Les anneaux du système solaire se révèlent

Les anneaux de Saturne s’étendent jusqu’à une distance de 282 000 km de la planète, mais ils font seulement 10 m de haut. Image: NASA/JPL-CALTECH/SSIA

Qu’ils soient poussiéreux, colorés ou de glace, les anneaux des planètes subjuguent l’humain depuis des siècles. Et bien que la recherche ait permis de percer certains de leurs secrets, d’impénétrables mystères les entourent toujours.

En 2017, des astronomes ont découvert un anneau autour de la planète naine Hauméa. L’anneau mesure environ 70 km de large et se trouve à 2287 km de l’astre (vue d’artiste). Image: Wikimedia Commons/Kevin Gill

Sitôt les mots anneau et planète prononcés, la majestueuse image de Saturne s’impose à l’esprit. Et pourtant, cette planète est loin d’être le seul astre du système solaire à être auréo­lé. Jupiter, Neptune et Uranus ont elles aussi des cerceaux, certes plus discrets et difficiles à observer de la Terre. Et il y a aussi ceux, soupçonnés ou avérés, d’objets célestes, dont l’anneau de la planète naine Hauméa, découvert par une équipe internationale de chercheurs dont Bruno Sicardy, astrophysicien à l’Observatoire de Paris, fait partie.

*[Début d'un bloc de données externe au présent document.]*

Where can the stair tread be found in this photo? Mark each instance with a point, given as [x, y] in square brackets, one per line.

Ce professeur de Sorbonne Université a aussi découvert les anneaux de l’astéroïde Chariklo en 2013. « Nous nous sommes dit qu’il devait y en avoir beaucoup d’autres dans le système solaire. Cela nous a motivés à poursuivre nos recherches », raconte le chercheur, qui a contribué à révéler les anneaux de Neptune en 1984.

Et il a vu juste. Tout récemment, Bruno Sicardy et ses collègues ont mis au jour des anneaux autour de Quaoar, un objet massif de la ceinture de Kuiper qui pourrait être une planète naine.

Ce type de découverte se fait en « constatant de brèves disparitions des étoiles lorsqu’elles passent proches de l’astre observé, ce qui laisse penser qu’elles se trouvent alors derrière un anneau, explique Bruno Sicardy. Si l’on multiplie ces observations, on arrive à reconstituer la largeur et la forme de ces anneaux. C’est un peu comme un scan ».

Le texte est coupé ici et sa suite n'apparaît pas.